The portage is located beside the North Bala Falls where the proposed hydroelectric station is planned to be built.
The municipality filed a notice of application for a judicial review of the Ministry of Natural Resources issued on March 27 regarding the ministry’s decision to proceed with permits for the water energy project.
Muskoka Lakes Mayor Alice Murphy said the effect of the hydroelectric project on the portage has been a concern for a long time.

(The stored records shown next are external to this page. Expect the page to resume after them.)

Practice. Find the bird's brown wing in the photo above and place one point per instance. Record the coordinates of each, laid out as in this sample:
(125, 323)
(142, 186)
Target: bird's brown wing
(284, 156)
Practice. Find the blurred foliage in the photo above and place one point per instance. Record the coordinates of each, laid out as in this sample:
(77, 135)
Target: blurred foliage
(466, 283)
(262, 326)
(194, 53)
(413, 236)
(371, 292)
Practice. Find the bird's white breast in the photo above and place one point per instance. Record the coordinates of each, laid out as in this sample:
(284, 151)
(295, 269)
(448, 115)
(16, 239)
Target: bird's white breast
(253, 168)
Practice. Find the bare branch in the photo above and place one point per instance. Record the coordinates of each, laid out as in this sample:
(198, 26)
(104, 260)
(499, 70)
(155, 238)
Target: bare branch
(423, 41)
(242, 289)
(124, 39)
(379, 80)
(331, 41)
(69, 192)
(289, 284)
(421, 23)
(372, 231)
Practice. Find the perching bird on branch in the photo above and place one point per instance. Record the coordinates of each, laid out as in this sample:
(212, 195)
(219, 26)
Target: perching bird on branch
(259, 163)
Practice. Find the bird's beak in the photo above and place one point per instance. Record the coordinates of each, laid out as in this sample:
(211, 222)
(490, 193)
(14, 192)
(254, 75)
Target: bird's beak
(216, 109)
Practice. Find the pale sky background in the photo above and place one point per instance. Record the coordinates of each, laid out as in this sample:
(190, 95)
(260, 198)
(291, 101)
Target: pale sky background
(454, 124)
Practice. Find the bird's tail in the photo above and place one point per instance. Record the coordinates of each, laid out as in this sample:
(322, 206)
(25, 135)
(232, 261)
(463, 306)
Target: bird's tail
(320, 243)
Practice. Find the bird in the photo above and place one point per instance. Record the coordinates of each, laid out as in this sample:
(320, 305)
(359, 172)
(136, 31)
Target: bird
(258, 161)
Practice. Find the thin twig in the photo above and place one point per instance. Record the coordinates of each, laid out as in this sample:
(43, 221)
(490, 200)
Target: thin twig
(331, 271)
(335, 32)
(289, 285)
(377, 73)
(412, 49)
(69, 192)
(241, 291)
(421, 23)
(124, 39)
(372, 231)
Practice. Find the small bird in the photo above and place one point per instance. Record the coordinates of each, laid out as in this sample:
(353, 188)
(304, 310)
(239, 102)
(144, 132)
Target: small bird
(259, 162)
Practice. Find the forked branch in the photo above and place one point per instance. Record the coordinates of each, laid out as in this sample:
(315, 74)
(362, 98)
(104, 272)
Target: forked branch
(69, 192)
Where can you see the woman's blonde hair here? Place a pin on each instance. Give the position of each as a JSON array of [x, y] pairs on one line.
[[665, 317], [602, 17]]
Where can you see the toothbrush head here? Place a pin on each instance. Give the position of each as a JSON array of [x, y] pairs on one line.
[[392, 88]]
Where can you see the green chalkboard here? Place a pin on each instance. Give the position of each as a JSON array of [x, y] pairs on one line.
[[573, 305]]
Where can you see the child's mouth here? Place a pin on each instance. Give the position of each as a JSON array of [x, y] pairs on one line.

Recently she has been tweeting Premier Kathleen Wynne and others about what she is calling the “illegal” Bala Falls hydro plant.
“Within the Public Lands Act is a specific protection for portaging, and portaging is a right across navigable waters and the point at which one portages needs to be protected,” she said, “so consideration for the portage route does not appear to have been given by MNR to date.”
The Public Lands Act states the following concerning portages:
“Where public lands over which a portage has existed or exists have been heretofore or are hereafter sold or otherwise disposed of under this or any other act, any person travelling on waters connected by the portage has the right to pass over and along the portage with the person’s effects without the permission of or payment to the owner of the lands, and any person who obstructs, hinders, delays or interferes with the exercise of such right of passage is guilty of an offence.”
The MNR would not comment on the lawsuit or the mayor’s tweets since the matter is before the courts.
Karen McGhee, Swift River Energy project manager for the Bala Falls plant, told this paper on Friday that she could not comment on how the judicial review would affect the project or whether the company will be involved in the court proceedings. However, she told a local radio station a few days prior that Swift River asked to be part of the proceedings, saying the case would affect the size of the plant.
Susan Daglish, president for the Muskoka Ratepayers Association said she’s not sure the alleged portage is in the right place.
“I think as the president of the ratepayers I’m offended that taxpayer money is going to be used to further fight the Bala Falls hydroelectric plant,” she said. “I don’t believe that this lawsuit’s in the general interest of the township. The things that bother me are how did this get passed by council, and the second is, are we sure that the designated place is the right place? I understand there was some controversy about that.”
The township previously tried to stop the project by opposing environmental assessments for the project, which were finally passed on Jan. 23.
The hearing scheduled for Tuesday, April 9 was adjourned and will now be heard as a Judicial Review Application in Divisional Court in Toronto on June 28.